Señaló la imposibilidad del realismo: ya no es posible, decía, escribir como lo hicieron aún Balzac, Zola o Proust
Y esta es la palabra mágica: texto, una práctica de la escritura que ya no es literatura “en el sentido burgués de la palabra”, que desactiva las rígidas fronteras entre los géneros literarios (poesía, ensayo, novela) y que permite, por ejemplo, defender la identidad estructural entre el trabajo “filológico” de Vladimir Propp sobre la morfología del relato y el trabajo “pictórico” de Mondrian sobre la geometría de las formas visuales, o entre la etnopsiquiatría de Georges Dumezil y la música de Pierre Boulez. Mucho antes de que Marc Augé hablase de una “antropología de la sobremodernidad”, Barthes, en sus aparentemente desenfadadas Mitologías, practicaba el método de la etnografía, hasta entonces restringido a las llamadas “sociedades primitivas”, aplicándolo a los “mitos” de las sociedades posindustriales, intentando descubrir ese “texto” que, más allá de las divisiones clásicas y académicas, gobierna el funcionamiento de los ritos gastronómicos, de la publicidad automovilística, de la actualidad literaria o de la moda vestimentaria. En sus obras más cargadamente teóricas, como los Elementos de semiología o el Sistema de la moda, reactualizaba el proyecto saussureano de una “ciencia general de los signos” que fuera capaz de dar cuenta de todos los modos de interacción cultural como sistemas de signos, dentro de la cual el lenguaje verbal sería un sistema más, aunque privilegiado, para explicar cómo todas las relaciones sociales, además de sus dimensiones conscientemente pragmáticas y utilitarias, están cargadas de un significado inconsciente que sólo el semiólogo puede poner en evidencia.
Seguramente influido por el impacto de su viaje a Japón de 1966, pero sobre todo en sus escritos de la década de 1970, Roland Barhtes pasó inadvertidamente de la teoría del texto a la práctica del mismo, es decir, a la escritura en su sentido amplio y difuso, que en esta fase ya no persigue un “grado cero” sino que se identifica con el estilo y con el fragmento (así en Fragmentos de un discurso amoroso, en su “autobiografía” Roland Barthes, o en el espléndido La cámara lúcida), que le confrontaban con su deseo explícito de no convertirse en un “autor”. Como lector y como escritor le gustaban sobre todo los comienzos, y tenía terror a los finales, a la “última palabra”, le complacía “salirse por la tangente” del lenguaje directo.
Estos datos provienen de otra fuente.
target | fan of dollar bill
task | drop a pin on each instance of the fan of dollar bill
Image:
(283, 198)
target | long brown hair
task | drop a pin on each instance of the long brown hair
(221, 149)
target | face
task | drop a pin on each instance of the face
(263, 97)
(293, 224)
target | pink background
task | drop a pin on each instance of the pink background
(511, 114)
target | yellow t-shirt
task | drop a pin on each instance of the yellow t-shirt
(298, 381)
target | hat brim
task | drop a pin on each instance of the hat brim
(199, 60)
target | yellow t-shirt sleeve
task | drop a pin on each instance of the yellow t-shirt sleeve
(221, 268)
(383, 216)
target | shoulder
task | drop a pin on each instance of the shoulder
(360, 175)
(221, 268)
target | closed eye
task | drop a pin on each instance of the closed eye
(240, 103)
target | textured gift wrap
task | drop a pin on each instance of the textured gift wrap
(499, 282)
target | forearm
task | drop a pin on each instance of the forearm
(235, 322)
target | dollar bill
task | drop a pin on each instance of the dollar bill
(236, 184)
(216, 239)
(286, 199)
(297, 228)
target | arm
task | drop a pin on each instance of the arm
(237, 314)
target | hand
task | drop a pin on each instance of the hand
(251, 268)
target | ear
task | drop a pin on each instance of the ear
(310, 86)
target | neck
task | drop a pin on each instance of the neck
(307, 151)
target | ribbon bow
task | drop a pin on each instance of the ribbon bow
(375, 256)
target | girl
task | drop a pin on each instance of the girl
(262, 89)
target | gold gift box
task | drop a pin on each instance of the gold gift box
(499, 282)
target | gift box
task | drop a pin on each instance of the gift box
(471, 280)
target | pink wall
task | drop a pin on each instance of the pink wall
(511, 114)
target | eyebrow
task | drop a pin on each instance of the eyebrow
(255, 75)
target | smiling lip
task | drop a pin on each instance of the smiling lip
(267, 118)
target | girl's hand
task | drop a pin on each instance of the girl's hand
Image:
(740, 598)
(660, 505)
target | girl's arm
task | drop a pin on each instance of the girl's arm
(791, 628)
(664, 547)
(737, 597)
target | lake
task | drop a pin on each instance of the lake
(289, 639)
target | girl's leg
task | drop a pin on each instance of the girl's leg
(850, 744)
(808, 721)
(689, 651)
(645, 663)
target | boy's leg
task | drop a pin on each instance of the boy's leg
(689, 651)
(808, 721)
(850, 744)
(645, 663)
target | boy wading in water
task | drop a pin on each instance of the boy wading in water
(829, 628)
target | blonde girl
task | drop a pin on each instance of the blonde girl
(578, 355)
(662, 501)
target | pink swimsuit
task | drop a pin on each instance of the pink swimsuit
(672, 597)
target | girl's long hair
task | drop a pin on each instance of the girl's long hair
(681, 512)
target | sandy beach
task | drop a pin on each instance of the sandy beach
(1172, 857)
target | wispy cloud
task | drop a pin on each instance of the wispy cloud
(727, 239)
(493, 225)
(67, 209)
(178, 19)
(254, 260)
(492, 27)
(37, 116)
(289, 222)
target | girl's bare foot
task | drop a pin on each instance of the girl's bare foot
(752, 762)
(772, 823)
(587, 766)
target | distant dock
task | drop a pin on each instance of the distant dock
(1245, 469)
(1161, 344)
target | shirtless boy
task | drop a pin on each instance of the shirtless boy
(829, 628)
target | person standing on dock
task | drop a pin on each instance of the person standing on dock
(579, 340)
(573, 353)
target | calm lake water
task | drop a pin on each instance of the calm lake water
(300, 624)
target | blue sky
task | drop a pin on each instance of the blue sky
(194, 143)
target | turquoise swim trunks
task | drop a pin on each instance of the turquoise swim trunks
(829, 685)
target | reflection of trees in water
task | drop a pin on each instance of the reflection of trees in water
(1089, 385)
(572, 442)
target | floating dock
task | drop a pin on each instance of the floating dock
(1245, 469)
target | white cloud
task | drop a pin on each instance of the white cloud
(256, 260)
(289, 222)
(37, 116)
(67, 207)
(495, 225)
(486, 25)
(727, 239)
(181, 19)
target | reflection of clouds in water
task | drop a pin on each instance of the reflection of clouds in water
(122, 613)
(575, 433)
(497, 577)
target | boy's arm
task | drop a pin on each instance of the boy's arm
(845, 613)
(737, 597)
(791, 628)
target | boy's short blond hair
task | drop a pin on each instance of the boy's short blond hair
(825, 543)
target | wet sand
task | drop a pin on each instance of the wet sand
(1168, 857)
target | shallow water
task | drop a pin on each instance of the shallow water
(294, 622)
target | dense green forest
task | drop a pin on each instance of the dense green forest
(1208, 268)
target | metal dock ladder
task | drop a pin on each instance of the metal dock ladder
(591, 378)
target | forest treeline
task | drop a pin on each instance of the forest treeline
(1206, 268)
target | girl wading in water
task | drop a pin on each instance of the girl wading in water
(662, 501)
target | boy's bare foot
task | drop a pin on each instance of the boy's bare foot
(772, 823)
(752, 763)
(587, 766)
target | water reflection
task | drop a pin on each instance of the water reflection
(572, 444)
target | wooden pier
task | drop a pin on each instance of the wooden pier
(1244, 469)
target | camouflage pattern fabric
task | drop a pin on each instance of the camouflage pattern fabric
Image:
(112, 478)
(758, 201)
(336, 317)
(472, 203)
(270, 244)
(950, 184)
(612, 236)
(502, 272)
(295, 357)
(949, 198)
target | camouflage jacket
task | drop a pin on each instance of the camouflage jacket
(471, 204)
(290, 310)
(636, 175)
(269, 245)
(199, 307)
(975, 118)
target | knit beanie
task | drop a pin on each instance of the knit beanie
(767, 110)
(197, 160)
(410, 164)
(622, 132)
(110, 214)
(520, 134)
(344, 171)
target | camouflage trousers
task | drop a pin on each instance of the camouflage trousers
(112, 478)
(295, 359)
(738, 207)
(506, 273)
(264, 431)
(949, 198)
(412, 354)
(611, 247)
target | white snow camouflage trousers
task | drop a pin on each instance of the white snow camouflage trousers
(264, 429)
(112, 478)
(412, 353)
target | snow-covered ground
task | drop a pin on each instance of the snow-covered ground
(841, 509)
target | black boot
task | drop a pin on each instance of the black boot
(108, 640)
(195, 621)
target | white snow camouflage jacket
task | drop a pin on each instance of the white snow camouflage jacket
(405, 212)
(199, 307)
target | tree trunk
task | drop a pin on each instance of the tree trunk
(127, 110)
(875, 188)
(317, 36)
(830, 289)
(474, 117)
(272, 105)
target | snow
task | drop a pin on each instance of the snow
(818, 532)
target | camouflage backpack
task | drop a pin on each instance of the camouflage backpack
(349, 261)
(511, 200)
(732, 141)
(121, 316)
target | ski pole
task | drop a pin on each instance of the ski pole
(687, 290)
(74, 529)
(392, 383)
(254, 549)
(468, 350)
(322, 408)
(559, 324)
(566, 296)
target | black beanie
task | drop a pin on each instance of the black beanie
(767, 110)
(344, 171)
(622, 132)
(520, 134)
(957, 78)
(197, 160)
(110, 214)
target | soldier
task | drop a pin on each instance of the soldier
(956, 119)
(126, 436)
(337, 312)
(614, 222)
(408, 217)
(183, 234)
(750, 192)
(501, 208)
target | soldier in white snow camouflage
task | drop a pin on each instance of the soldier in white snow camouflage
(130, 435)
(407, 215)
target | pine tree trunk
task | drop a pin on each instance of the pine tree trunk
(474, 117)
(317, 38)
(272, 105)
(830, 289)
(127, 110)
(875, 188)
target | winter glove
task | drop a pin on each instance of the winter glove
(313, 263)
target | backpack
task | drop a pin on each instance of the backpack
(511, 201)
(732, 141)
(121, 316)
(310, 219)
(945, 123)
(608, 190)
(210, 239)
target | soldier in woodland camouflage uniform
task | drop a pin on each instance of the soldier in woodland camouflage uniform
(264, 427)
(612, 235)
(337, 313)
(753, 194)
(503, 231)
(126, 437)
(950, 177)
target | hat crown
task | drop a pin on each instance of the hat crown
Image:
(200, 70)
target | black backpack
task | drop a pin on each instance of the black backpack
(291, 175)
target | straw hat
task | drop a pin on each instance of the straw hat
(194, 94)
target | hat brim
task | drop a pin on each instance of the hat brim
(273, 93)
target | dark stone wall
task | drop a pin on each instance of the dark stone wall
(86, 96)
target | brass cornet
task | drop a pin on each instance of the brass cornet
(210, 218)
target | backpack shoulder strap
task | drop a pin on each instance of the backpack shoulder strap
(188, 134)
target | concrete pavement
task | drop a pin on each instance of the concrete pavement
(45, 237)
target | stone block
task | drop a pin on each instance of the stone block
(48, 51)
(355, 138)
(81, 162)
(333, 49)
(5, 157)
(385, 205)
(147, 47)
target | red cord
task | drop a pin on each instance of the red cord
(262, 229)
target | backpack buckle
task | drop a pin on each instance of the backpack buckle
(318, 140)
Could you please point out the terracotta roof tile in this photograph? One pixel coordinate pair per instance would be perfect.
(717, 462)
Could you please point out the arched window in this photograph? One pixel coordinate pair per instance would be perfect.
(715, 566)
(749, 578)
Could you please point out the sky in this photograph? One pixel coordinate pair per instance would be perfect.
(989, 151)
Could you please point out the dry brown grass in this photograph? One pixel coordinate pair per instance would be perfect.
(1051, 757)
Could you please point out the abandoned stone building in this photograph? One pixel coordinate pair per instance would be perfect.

Impresionado por la idea de Leroi-Gourhan de que la especie humana sólo consiguió hablar cuando liberó la boca de la función predatoria, solía añadir que esa misma liberación fue la que dio lugar al beso. Tantas veces acusado de ser un prosista áspero, imaginaba una transgresión de esa doble función en una palabra que besa, como los amantes beben las palabras en los labios amados, en los que el saber se confunde con el sabor. Quizás podría definirse su huella en la cultura contemporánea, para lo mejor y para lo peor, con aquello que de sí mismo dijo alguna vez: que sólo era capaz de vivir las relaciones sociales en términos de lenguaje.